The Bank of England has selected SWIFT as one of 18 participants in its newly launched Synchronisation Lab, a six-month research initiative focused on enabling atomic settlement between tokenized assets and central bank money.
Scheduled to begin in spring 2026, the pilot will operate within a simulated version of the United Kingdom’s upgraded Real-Time Gross Settlement infrastructure, known as RT2. The objective is to examine how distributed ledger technology can interact with central bank systems to enable instantaneous and synchronized asset transfers.
This initiative builds on the Bank of England’s broader push into tokenized settlement, following its earlier collaboration with Chainlink to test on-chain settlement against central bank money.
Within the lab environment, SWIFT will collaborate with institutions including Baton Systems and London Stock Exchange Group to test interoperability between established financial messaging standards and emerging blockchain-based systems.
The pilot focuses on practical coordination rather than live deployment.

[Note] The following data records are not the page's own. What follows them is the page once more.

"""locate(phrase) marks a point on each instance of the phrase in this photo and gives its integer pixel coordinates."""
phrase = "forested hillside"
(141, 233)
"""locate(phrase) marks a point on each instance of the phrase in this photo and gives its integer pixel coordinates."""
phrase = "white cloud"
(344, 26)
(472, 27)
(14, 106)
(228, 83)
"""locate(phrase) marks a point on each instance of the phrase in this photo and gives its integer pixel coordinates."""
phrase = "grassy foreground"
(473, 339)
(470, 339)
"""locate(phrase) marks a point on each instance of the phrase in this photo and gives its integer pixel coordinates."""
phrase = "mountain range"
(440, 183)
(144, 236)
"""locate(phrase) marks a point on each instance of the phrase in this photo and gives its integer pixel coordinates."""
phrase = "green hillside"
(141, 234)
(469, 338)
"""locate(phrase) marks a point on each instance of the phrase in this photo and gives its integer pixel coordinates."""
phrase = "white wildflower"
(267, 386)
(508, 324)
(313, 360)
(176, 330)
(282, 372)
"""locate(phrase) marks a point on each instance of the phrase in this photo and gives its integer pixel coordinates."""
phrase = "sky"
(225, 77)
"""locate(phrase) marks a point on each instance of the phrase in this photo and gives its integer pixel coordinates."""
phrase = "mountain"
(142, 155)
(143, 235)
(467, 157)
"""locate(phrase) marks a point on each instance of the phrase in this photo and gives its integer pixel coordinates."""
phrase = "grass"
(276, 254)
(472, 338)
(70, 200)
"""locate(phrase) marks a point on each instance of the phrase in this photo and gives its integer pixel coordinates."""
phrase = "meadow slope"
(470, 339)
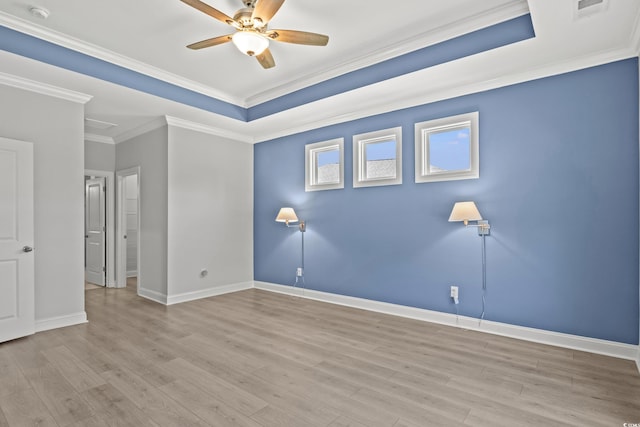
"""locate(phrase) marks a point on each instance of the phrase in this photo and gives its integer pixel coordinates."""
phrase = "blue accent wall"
(558, 183)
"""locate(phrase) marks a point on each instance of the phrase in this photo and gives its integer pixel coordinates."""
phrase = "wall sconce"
(288, 215)
(468, 211)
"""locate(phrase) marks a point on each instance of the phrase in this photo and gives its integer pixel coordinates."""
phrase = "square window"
(324, 165)
(377, 158)
(447, 149)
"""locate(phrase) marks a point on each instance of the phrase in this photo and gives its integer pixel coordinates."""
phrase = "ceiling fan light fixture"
(250, 43)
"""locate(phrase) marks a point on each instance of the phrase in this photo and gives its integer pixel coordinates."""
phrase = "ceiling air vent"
(590, 7)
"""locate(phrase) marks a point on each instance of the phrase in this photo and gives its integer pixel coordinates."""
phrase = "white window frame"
(422, 131)
(360, 162)
(311, 166)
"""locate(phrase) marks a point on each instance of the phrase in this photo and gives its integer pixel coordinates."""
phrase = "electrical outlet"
(454, 292)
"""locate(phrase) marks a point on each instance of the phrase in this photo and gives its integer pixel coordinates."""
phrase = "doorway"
(128, 270)
(99, 229)
(95, 236)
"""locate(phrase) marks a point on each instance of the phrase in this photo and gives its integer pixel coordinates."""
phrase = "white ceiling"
(150, 36)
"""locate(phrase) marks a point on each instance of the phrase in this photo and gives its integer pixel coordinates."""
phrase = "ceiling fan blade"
(210, 42)
(214, 13)
(298, 37)
(266, 59)
(265, 9)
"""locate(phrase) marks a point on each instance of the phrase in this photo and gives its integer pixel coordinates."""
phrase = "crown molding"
(635, 35)
(154, 124)
(43, 88)
(198, 127)
(95, 51)
(458, 89)
(98, 138)
(433, 36)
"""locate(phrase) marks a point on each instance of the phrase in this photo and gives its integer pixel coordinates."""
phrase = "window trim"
(421, 150)
(311, 170)
(359, 165)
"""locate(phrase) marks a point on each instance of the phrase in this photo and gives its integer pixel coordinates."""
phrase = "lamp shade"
(250, 43)
(464, 211)
(287, 215)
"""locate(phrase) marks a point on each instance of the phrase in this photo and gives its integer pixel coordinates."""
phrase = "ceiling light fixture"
(250, 42)
(39, 12)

Participants will connect to a simulated RT2 core ledger using dedicated APIs, ensuring that no real funds are used during testing.
One key use case under evaluation is cross-border foreign exchange settlement through Payment-versus-Payment (PvP) mechanisms. The structure ensures that one currency transfer executes only if the corresponding counter-transfer also settles, reducing settlement risk in FX transactions.
The lab will also assess Delivery-versus-Payment (DvP) functionality for tokenized securities, including bonds and gilts. These trials will explore how various technology stacks can integrate with central bank settlement rails to enable synchronized exchange of assets and cash.
In addition to FX and securities settlement, SWIFT will explore synchronized cash movements for collateral optimization. Working alongside firms such as Partior, the lab will evaluate how atomic settlement mechanisms could improve intraday financing and liquidity management across institutions.
The Synchronisation Lab is designed as a controlled research setting rather than a production system. The six-month program will inform future decisions regarding the modernization of the UK’s financial infrastructure.
The initiative builds on earlier experimentation conducted through Project Meridian, which demonstrated the technical feasibility of using a synchronization operator to facilitate atomic settlement in central bank money.
Among the selected participants are Chainlink, BNP Paribas, Tokenovate, Baton Systems, LSEG, and SWIFT, reflecting a mix of traditional financial institutions and digital asset infrastructure providers.